Visible wins and technical friction
The ad demonstrates several technical strengths. Fur rendering and close-up detail improved compared to earlier AI attempts. Many shots have convincing depth, consistent lighting, and pleasing bokeh, which makes the animal characters feel tactile and photoreal enough to work in a glossy commercial environment.
At the same time, there are telltale weaknesses that underscore where human craft still matters. Stylized cursive text—specifically the Coca-Cola logo—remains challenging for video generators. The logo sometimes appears distorted or applied as an afterthought, suggesting manual compositing or corrective layers were used rather than trusting raw model output.
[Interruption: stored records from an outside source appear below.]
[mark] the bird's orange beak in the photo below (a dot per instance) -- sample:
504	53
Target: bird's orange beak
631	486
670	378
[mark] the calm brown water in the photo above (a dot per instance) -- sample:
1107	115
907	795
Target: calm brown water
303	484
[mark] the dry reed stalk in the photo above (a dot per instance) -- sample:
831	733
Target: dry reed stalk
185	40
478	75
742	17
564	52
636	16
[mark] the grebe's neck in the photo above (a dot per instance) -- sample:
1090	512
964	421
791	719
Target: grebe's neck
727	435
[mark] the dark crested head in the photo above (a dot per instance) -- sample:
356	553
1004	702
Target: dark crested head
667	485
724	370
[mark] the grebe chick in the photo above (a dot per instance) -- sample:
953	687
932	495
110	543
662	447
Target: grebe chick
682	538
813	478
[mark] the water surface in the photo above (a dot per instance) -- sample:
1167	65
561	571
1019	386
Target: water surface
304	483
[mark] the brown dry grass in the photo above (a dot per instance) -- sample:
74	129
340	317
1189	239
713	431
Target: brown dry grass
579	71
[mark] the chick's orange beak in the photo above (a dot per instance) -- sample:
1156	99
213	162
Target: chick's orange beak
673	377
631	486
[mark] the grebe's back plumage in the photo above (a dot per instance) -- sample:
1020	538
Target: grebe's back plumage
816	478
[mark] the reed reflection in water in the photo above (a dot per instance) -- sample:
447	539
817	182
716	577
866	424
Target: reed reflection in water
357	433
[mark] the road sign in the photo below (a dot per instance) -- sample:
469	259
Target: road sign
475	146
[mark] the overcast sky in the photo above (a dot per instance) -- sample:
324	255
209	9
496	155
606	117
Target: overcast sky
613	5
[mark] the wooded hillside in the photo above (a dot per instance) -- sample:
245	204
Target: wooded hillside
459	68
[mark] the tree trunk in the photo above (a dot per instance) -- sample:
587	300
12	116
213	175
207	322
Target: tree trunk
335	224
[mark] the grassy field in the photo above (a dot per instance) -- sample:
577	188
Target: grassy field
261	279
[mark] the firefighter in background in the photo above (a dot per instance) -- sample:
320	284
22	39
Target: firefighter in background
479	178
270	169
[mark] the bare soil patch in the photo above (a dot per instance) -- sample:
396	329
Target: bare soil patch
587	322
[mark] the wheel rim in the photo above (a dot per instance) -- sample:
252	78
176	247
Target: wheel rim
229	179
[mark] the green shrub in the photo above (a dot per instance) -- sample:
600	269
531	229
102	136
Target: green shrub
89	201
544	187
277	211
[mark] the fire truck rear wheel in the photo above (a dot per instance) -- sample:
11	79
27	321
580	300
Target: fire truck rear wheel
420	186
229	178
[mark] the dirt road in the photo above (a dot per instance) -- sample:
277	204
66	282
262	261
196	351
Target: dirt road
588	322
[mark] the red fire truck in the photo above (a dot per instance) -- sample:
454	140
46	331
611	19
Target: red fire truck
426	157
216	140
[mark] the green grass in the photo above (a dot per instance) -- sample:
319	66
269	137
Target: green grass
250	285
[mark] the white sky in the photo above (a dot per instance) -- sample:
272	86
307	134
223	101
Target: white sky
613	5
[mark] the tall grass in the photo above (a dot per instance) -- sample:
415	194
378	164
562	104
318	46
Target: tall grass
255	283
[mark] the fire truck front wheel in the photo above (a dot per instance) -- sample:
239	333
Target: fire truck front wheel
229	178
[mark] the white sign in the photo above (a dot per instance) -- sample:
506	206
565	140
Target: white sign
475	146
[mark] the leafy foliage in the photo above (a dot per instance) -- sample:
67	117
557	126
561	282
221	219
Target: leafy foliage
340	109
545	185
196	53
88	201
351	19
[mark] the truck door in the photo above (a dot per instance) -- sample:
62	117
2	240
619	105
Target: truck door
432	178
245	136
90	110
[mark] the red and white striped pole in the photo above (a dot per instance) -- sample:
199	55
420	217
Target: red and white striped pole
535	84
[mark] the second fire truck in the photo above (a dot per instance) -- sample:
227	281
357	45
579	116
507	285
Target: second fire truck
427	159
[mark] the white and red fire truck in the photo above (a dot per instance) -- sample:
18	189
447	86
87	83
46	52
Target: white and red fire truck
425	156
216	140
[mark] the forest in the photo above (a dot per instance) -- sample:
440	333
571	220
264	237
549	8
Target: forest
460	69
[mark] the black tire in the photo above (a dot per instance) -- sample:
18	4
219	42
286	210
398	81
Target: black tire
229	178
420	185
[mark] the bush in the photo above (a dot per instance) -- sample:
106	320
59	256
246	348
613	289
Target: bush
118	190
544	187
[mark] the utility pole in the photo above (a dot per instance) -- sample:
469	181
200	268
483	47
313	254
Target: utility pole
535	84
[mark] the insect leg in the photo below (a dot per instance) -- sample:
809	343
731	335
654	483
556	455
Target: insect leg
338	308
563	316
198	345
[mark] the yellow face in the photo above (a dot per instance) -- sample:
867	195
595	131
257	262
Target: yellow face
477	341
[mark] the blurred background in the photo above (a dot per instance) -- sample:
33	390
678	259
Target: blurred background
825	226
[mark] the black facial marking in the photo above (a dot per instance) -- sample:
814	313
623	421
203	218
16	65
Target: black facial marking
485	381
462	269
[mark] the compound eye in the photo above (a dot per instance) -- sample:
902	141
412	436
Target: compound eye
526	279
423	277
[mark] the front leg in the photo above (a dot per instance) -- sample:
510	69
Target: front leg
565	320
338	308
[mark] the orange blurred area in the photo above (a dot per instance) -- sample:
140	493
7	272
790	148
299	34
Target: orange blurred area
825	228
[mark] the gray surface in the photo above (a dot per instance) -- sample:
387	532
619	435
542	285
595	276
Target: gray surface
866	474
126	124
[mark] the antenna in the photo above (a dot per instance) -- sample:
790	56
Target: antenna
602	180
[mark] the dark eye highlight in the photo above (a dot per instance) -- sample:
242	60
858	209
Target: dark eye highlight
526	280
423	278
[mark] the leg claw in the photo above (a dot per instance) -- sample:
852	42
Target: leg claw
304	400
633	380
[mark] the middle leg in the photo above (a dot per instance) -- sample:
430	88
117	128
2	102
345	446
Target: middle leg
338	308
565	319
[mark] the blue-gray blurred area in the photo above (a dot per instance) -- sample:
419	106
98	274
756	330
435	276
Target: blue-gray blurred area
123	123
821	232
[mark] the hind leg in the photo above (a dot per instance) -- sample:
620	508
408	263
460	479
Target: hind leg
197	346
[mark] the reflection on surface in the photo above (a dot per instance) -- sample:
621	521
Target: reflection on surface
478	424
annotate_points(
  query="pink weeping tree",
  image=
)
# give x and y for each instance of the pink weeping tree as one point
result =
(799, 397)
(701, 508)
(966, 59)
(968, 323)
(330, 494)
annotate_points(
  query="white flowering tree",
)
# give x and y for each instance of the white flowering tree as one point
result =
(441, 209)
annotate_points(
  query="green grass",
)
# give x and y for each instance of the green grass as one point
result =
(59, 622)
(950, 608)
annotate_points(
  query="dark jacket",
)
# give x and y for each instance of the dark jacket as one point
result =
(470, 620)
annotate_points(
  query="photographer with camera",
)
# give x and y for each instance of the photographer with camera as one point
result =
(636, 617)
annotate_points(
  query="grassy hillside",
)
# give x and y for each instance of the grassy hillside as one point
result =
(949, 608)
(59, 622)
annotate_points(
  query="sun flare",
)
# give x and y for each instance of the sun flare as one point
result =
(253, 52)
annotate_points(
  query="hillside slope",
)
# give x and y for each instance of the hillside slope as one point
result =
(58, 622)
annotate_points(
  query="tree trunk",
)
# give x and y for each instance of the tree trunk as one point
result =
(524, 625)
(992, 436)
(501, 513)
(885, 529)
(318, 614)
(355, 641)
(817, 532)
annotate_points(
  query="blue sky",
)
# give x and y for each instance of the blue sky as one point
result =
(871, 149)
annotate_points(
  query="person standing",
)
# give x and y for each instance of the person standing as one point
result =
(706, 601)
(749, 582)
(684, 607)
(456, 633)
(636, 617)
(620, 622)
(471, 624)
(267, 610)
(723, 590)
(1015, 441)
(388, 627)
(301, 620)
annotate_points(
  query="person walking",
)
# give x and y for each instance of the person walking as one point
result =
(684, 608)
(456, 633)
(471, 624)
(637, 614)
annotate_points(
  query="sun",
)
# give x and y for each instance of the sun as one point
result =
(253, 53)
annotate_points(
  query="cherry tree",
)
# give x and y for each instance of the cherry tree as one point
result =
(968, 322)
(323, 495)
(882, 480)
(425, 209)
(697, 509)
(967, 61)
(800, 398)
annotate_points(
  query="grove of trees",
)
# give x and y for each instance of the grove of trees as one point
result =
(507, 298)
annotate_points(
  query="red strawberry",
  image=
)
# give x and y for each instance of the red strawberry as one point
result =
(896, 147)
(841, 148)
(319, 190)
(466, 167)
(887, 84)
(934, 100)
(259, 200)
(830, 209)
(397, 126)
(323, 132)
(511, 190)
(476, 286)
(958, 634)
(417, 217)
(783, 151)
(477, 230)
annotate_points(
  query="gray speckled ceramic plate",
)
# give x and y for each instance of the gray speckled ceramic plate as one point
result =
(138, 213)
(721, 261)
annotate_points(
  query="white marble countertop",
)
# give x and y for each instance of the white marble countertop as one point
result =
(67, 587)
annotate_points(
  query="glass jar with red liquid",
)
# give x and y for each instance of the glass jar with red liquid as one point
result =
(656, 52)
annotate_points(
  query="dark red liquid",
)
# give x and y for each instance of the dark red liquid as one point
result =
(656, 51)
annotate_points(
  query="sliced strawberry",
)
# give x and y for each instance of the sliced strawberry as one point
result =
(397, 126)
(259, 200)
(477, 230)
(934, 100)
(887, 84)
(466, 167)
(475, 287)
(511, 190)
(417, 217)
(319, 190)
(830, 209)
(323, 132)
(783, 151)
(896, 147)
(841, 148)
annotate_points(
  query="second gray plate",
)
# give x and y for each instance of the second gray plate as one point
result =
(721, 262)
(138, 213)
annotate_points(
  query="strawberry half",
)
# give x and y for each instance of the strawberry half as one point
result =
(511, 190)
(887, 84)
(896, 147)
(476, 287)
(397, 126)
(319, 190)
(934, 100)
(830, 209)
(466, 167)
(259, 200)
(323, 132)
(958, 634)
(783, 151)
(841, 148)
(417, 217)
Another conscious design choice: there are no speaking characters. Dialogue remains a tough problem for image-to-video models because of lip sync and natural speech performance. The spot relies on narration, music, and a jingle, keeping character animation safely nonverbal and minimizing uncanny-valley moments.
The 70,000-clip claim and what that might actually mean
One of the most-discussed figures was the claim that the team generated 70,000 clips using Comfy. That number raised eyebrows—and for good reason. For a roughly 20-shot spot, traditional iteration counts would point at a few hundred or a few thousand outputs, not tens of thousands.
There are possible explanations:
Massive first-frame image generation to sweep styles and character variations, followed by fewer image-to-video passes.
An agentic or automated pipeline that brute-forced many generations and then selected the best results.
Counting every micro-variation, crop, and version as a separate clip for audit or approval tracking.
Regardless of the exact number, the broader point stands: generative tools change how teams allocate time. Where a traditional CG spot might require a 150–200 person pipeline across environments, characters, and animation, this project reportedly ran with a far smaller crew—estimates in public discussion claimed around 20 core people.
Comparing budgets and team dynamics
Traditional environment and character builds scale with headcount: environment artists, character modelers, riggers, animators, texture painters, and a full VFX and editorial post group. Those resources add up quickly—often to multi-million-dollar budgets for high-end spots.
The AI workflow submitted here reallocated work: conceptual art and compositing remained human-led, while bulk motion and environment generation leaned on machine outputs. That model reduces some fixed costs while increasing iteration speed, enabling multiple cuts or alternate creatives for the same overall spend.
Broader implications for the industry
Large brands are experimenting with generative tools not just to save money but to scale creative output. The ability to produce multiple versions of a holiday universe—alternate endings, regional variants, social-friendly cuts—shifts how campaigns can be conceived and distributed.
We need to keep moving forward and pushing the envelope. The genie is out of the bottle and you're not going to put it back in.
That quote from a Coca-Cola generative AI lead captures the tone inside many agencies: the technology is here, practitioners are learning where it helps most, and the next few years will see hybrid pipelines become mainstream.
Final takeaways
The Coca-Cola holiday spot is a snapshot of a transitional moment. It shows how generative models, when combined with traditional craft, can deliver broadcast-quality work with a smaller core team. It also highlights persistent technical limits—logo fidelity, small-text readability, and believable speech animation—that still demand manual intervention.
For filmmakers and studio leaders, the takeaway is pragmatic: evaluate where AI can reduce friction without compromising brand standards. Keep artists involved at the conceptual and finishing stages. Build tooling that turns massive model outputs into curated creative choices. And prepare to produce more creative variations with the same budget, because that capability is what will reshape production strategies in the coming seasons.